GORHAM, NATHANIEL.  (1738-1796).  Signer of the US Constitution.  Uncommon Manuscript Letter Signed, “Nath. Gorham,” and countersigned by RUFUS KING and NATHAN DANE.  One page, folio.  New York, October 10, 1787.  Usual folds, else very fine condition.  To “His Excellency Gov. Hancock”.  The letter reads:

“Sir, Your Excellency’s letter and the papers accompanying the same—relative to the conduct of Capt. Reily—was immediately upon the receipt thereof submitted to Congress.  Upon a reference to the Secretary of Foreign Affairs the inclosed report was made—but Congress having declined acting thereon the delegates can only make this communication for your Excellency’s information and remain with esteem and respect Sir your most humble servants, Nath. Gorham, Rufus King, Nathn. Dane”                                      

In June of 1786, Nathaniel Gorham succeeded John Hancock as the President of the United States Congress Assembled. Subsequently, Gorham went on to serve as one of the Massachusetts delegates to the United States Constitutional Convention. As Chairman of the Convention’s Committee of the Whole, it was Gorham (not the President of the Convention, George Washington) who presided over a great deal of the drafting process before he proudly signed the U.S. Constitution that he helped shape. In addition to the signature of this influential Founding Father, our document is countersigned by Rufus King, a member of the Convention’s Committee of Style, the body charged with overseeing the rhetoric of the U.S. Constitution, and Nathan Dane, a Massachusetts delegate to the Continental Congress who, though he opposed the final draft of the U.S. Constitution, played a major role in the expansion of the United States into the Northwest Territory while also prohibiting slavery there.  He also helped fund Harvard’s Law School.   
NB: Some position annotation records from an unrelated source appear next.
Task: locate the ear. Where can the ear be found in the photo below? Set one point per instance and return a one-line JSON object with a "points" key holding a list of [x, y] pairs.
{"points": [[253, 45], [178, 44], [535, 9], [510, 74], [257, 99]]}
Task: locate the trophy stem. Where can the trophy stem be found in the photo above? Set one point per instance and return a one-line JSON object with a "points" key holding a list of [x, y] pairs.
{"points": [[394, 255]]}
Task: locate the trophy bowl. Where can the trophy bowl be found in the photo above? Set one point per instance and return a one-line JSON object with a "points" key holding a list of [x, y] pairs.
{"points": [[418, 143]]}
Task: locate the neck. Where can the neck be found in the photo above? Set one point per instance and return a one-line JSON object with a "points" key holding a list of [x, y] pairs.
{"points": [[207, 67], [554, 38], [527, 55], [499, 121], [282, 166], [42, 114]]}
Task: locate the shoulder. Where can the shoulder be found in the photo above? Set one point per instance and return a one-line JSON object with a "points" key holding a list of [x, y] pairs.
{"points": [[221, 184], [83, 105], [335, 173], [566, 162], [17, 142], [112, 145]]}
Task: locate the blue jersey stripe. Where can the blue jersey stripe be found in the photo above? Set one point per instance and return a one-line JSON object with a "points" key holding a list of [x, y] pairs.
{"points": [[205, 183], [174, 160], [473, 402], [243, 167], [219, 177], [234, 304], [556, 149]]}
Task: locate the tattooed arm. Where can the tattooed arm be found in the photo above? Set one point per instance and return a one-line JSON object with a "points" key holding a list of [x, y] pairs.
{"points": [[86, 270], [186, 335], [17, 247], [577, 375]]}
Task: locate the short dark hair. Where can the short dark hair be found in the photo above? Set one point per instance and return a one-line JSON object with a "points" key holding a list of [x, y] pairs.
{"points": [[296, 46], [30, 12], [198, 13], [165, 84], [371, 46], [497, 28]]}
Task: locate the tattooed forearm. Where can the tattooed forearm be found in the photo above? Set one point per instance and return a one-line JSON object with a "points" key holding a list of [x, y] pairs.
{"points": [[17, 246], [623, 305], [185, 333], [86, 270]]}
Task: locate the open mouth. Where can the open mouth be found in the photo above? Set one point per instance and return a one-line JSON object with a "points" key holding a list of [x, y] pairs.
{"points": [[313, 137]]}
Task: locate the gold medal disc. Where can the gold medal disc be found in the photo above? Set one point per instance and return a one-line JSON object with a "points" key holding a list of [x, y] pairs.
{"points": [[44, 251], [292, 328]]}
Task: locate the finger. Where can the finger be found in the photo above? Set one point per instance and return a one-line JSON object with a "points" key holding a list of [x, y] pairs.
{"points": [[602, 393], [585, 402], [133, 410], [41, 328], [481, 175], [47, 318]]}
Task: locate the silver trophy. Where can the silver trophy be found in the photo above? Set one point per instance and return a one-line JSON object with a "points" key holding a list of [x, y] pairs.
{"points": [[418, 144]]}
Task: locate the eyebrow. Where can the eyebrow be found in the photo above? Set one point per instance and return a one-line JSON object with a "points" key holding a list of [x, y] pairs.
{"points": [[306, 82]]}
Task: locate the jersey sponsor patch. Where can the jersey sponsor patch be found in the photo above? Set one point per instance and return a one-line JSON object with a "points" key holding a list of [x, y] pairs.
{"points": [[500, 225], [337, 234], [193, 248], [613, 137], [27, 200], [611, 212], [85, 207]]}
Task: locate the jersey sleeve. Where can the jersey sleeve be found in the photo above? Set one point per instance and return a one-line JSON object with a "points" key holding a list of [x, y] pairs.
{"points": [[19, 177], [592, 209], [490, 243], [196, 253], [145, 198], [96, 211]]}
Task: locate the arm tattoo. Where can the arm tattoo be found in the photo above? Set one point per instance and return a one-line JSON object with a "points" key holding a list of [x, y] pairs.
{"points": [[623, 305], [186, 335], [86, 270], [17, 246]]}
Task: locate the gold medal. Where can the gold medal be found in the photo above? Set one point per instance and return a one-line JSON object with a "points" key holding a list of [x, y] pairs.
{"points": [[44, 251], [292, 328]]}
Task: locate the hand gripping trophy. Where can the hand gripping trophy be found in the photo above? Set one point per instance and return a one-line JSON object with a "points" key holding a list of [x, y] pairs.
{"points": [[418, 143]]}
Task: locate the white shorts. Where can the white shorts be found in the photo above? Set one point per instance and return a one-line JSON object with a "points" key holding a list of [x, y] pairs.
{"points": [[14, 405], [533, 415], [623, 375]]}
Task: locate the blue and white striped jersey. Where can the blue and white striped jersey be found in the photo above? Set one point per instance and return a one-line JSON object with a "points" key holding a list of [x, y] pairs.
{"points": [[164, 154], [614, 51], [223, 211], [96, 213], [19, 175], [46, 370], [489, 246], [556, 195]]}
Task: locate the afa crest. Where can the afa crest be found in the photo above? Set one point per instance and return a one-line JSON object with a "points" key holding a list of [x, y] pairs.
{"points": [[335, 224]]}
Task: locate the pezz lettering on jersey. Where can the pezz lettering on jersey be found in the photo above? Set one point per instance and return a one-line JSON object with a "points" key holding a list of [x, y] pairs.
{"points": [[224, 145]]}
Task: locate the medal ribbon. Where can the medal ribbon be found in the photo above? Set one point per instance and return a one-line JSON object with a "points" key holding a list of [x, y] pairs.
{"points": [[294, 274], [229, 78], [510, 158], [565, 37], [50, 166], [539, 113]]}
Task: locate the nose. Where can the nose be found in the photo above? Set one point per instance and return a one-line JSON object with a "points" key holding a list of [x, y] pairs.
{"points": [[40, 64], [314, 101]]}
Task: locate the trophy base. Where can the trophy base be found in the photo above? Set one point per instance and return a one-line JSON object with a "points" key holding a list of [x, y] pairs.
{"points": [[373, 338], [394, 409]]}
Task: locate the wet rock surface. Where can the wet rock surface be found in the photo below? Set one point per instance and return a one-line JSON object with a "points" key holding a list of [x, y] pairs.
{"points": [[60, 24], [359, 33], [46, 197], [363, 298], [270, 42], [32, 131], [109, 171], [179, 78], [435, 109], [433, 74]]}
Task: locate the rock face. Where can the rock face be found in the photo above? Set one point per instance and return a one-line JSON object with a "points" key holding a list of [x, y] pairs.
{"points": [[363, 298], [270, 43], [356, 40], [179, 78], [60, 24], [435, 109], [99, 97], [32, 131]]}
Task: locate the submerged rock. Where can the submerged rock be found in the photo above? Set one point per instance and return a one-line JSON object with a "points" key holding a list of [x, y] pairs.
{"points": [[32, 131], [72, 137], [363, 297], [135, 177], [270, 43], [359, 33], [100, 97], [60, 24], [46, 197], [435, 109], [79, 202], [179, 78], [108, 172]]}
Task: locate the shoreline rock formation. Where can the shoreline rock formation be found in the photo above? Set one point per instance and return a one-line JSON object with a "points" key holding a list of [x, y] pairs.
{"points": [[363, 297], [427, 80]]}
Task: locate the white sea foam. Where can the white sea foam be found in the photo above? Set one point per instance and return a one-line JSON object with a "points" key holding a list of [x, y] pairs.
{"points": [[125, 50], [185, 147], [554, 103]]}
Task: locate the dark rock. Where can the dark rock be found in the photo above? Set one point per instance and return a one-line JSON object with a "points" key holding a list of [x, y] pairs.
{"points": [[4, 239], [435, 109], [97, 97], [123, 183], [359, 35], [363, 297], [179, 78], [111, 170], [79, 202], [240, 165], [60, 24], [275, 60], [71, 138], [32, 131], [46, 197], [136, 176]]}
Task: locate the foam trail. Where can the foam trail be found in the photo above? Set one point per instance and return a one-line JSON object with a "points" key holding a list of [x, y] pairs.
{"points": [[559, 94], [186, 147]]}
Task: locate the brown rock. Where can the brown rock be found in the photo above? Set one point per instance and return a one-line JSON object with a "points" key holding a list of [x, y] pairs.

In addition to bearing the signature of these three influential early American leaders, our letter makes reference to the abhorrent conduct of one Captain Reily, commander of a passenger vessel that sailed from Dublin on March 17, 1786. According to the Journals of Congress, during the passage Reily treated some of his 100 passengers so poorly “as to occasion their Deaths.” Moreover, Reily, citing a lack of sufficient provisions, left 90 of his surviving passengers at a remote location in Massachusetts. After learning of these events, Gov. John Hancock requested that the Congress intervene in the matter. That governing body, while noting the heinous nature of the charges against Captain Reily, found no precedent for intercession. Instead, as our letter shows, the still nascent legal system of the United States left the apprehension and trial of the accused firmly in the hands of the state governments involved.